Li Yao schnaubte verächtlich.
"Junger Meister Li, was genau meinen Sie damit?"
Die Wuhuan-Leute gaben vor, verwirrt zu sein.
Derweil waren der Unsterbliche im Buch und der Himmlische Geisterkönig völlig verwirrt und verstanden nicht, warum Li Yao sich plötzlich gegen die Wuhuan gewandt hatte.
"Hör auf, dich dumm zu stellen!"
"Du weißt ganz genau, was du wirklich willst!"
Li Yao spottete.
„Es stimmt, dass du kein guter Mensch sein kannst. Ich habe dir freundlich geraten, dich nicht gegen das Göttliche zu stellen, aber du hast behauptet, ich hätte Hintergedanken.“
„So sei es. Da du bereit bist, dich gegen die göttliche Sphäre zu stellen, warum sollte ich den Bösewicht spielen?“
Wu wirkte völlig gekränkt und sagte mit großem Missfallen:
Während er sprach, verschränkte er die Arme und trat zur Seite, sodass er wie ein unbeteiligter Zuschauer wirkte, der sich nicht mehr einmischen würde.

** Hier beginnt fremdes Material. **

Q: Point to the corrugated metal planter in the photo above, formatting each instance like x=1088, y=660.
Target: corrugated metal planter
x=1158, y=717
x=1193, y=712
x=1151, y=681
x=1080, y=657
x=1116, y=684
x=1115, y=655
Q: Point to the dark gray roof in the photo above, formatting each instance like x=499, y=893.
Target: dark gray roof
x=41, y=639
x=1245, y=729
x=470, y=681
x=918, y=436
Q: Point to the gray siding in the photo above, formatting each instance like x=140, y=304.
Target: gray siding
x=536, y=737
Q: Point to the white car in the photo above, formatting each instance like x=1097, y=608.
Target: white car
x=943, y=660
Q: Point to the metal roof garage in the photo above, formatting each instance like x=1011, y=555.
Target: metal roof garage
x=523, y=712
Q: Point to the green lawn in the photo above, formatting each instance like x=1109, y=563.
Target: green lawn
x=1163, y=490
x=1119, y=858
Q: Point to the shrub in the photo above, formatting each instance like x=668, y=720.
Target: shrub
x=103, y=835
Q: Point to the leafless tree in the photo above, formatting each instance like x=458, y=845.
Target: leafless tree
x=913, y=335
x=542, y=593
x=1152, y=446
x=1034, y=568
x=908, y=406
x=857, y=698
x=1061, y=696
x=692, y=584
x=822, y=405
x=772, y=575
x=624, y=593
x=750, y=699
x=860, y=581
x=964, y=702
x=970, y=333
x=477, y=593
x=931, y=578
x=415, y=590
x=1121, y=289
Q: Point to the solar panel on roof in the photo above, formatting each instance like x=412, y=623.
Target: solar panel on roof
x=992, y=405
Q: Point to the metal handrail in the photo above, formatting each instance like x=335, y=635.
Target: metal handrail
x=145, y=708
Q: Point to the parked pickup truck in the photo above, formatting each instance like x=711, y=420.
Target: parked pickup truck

Li Yao warf dem Wuhuan einen kalten Blick zu.
Dann wandte er seinen Blick an Wangchen Siming und sagte: „Nun? Hast du es dir gut überlegt und die Seele der Kalten Markquelle übergeben?“
„Da du so stur und uneinsichtig bist, bleibt mir keine andere Wahl, als heute ein Massaker anzurichten!“
Wangchen Siming sagte ausdruckslos.
Noch bevor die Worte beendet waren, begannen plötzlich sechs Arme gleichzeitig in der Luft zu wedeln; ihre Bewegungen waren seltsam, während sie geheimnisvolle Beschwörungen sangen.
Im Nu erhob sich grenzenlose, geisterhafte Energie aus ihrem Körper, hüllte die ganze Welt in ihren Schatten und verströmte endlose Dunkelheit und Düsternis.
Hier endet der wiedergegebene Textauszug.